Taking the first decisive step towards reporting its carbon emissions — domestically and internationally — the Ministry of Environment and Forests is moving decks to create a network of scientists who will calculate carbon emissions by India and effects of climate change on the economy and human life.
Pegged as India’s own Intergovernmental Panel on Climate Change (IPCC), the findings by the group, which will be called the Network for Climate Change Assessment, will be part of India’s National Communication (Nat Comm) to the United Nations Framework Convention on Climate Change (UNFCCC). The Nat Comm includes an inventory of greenhouse gases and emissions. In a letter to Chief Ministers and some Members of Parliament, a confident India has now proposed submitting Nat Comms once every two years (as opposed to once in six years as done earlier). This implies inviting international scrutiny on Indian emissions and mitigation actions, which is a shift from its earlier stance.
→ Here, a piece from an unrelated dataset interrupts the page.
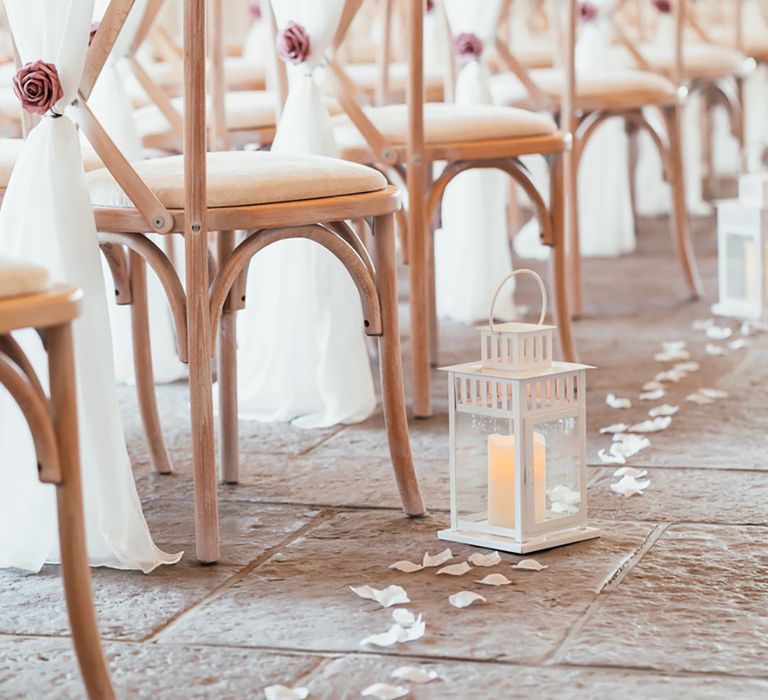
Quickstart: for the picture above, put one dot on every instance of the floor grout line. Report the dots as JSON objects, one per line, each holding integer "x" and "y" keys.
{"x": 238, "y": 576}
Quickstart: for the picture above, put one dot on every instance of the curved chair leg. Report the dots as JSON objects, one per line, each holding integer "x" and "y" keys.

The Network for Climate Change Assessment is set to meet for the first time on October 14 in New Delhi and will include as many as 220 scientists from 120 national institutions, and is being organised by the MoEF and the Department of Science and Technology.
Meanwhile, decks are also being moved to create a legislation for climate change, which will primarily include setting mitigation targets and reporting decisions on emission cuts for scrutiny to Parliament. In the first general correspondence on the issue of legislation, Environment Minister Jairam Ramesh has written to MPs and CMs introducing the idea of a legislation for climate change. It points out that India will remain accountable only to Parliament, seen as an attempt to belie concerns that India will lose its negotiating power by inviting global scrutiny through its reports to UNFCCC.